ThermoCas9 summer research project guide

For a summer project the right scope is not "develop a therapy." It is a bounded translational feasibility question that can produce one clean dataset by the end of 8–12 weeks. This guide lays out three undergraduate scopes, three graduate scopes, what is too big for one summer, and a concrete 10-week example with aims and publication targets.

By Allison Huang · Thermocas9 Inc Published 2026-04-19 Audience undergrad + grad researchers Source Nature 2026
three questions worth answering
The best summer projects are those where the student can answer one of these by week 12:
  1. Can I predict ThermoCas9 activity from local methylation state?
  2. Can I identify candidate methylation-selective target sites in a cancer type?
  3. Can I measure whether methylation-sensitive discrimination holds in a simplified assay?

The 2026 Nature result is that ThermoCas9 discrimination is PAM-methylation-dependent. The current evidence base is preclinical and cell-focused, so a summer project should stay at the level of assay development, computational target discovery, or small-scale validation — not animal work or trial design.

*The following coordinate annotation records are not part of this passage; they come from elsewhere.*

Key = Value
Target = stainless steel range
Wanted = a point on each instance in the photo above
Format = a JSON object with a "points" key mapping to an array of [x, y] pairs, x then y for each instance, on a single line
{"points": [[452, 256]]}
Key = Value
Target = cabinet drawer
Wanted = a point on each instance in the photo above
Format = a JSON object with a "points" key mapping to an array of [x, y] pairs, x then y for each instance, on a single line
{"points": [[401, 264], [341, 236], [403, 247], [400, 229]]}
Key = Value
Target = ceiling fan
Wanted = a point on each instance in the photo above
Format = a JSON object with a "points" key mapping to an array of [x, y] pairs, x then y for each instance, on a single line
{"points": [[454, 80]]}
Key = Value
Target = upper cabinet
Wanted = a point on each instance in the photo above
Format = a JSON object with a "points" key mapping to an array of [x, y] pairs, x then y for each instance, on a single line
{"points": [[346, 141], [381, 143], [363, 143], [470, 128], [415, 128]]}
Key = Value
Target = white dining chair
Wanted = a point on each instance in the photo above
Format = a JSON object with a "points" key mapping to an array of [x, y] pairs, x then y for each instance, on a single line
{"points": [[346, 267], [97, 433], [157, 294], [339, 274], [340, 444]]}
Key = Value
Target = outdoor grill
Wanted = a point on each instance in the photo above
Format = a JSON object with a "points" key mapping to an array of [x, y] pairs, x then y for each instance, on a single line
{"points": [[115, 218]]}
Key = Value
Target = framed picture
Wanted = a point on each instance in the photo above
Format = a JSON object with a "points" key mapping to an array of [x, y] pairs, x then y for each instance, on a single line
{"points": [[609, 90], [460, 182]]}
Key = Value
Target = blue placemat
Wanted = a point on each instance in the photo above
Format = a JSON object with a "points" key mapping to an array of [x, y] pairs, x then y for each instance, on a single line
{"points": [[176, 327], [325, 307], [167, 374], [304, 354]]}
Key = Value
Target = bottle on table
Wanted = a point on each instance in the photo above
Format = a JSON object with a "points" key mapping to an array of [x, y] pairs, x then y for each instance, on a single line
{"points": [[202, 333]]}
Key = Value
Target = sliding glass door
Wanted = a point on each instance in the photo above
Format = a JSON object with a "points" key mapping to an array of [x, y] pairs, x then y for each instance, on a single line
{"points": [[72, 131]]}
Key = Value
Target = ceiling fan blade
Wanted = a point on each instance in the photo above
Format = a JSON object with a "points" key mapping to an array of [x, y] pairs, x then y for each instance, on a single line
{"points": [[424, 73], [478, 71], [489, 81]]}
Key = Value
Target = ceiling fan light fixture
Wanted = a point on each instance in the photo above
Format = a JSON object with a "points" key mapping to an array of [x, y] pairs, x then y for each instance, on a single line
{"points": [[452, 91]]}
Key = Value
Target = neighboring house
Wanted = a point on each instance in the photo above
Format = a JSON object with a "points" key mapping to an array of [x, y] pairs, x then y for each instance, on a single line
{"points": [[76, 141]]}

Best-fit undergraduate project scopes

Undergrad · Project 1

Computational target discovery

The safest and highest-probability undergraduate project.

Question
Can we build a ranked list of ThermoCas9-compatible loci that are likely to be tumor-selective because the PAM site is hypomethylated in tumor and methylated in normal tissue?
What the student does
Use public methylation datasets (TCGA, ENCODE, GEO) or a lab-provided dataset, scan for ThermoCas9 PAM-like sites (5'-NNNNCGA-3' / 5'-NNNNCCA-3'), overlay methylation at the key PAM cytosine, and rank candidates by tumor-normal separation.
Deliverable by end of summer
A shortlist of 10 to 50 candidate loci in one cancer type, with a scoring framework and figures.
Why it fits
Directly tests the main translational premise that local PAM methylation, not bulk methylation, should drive selectivity. Inference follows from the PAM-centric mechanism in the Nature study.
Skills learned
Python or R, methylation data analysis, sequence scanning, genomics visualization, basic translational biomarker logic.
Full project plan
Computational discovery of methylation-selective ThermoCas9 target sites in cancer — 10-week deep-dive: 5 phases, weekly schedule, mentor checklist, figure plan, technical limitations.
Publication-path upgrade
A methylome-guided framework for identifying tumor-selective ThermoCas9 target sites — how to reframe the same project as a publishable methods paper: feature-based scoring, uncertainty modeling, ranking benchmarks, three manuscript scope tiers, reviewer Q&A.
Undergrad · Project 2

Cell-free cleavage assay with methylated vs unmethylated DNA

The best wet-lab undergraduate project if the lab already has reagents and a CRISPR setup.

Question
Does ThermoCas9 show differential cleavage between matched methylated and unmethylated target substrates at a candidate PAM?
What the student does
Generate or obtain synthetic DNA targets with the same sequence except for methylation state, incubate with ThermoCas9 RNP, and quantify cleavage by gel or capillary assay.
Deliverable by end of summer
A small matrix of targets showing whether methylation at the PAM blocks cleavage and whether the effect varies by sequence context.
Why it fits
Mechanistically sharp, low-cost compared with cell work, and aligned with the published finding that methylation at the PAM-bearing cytosine suppresses activity while methylation in the protospacer matters less.
Risk
Only feasible if the lab already has ThermoCas9 access, an RNP workflow, and methylated substrates.
Undergrad · Project 3

Literature-plus-data mini-review with target nomination

Works well for an undergraduate new to the field.

Question
Which cancer types and loci look most plausible for methylation-selective ThermoCas9 development?
What the student does
Review the ThermoCas9 literature, summarize the mechanism, compare it to other methylation-sensitive CRISPR systems (notably AceCas9), and integrate public methylation datasets to nominate one disease area.
Deliverable by end of summer
A review-style report plus one data-driven target nomination figure set.
Why it fits
Produces something publishable internally and teaches the student how to connect mechanism to translational strategy.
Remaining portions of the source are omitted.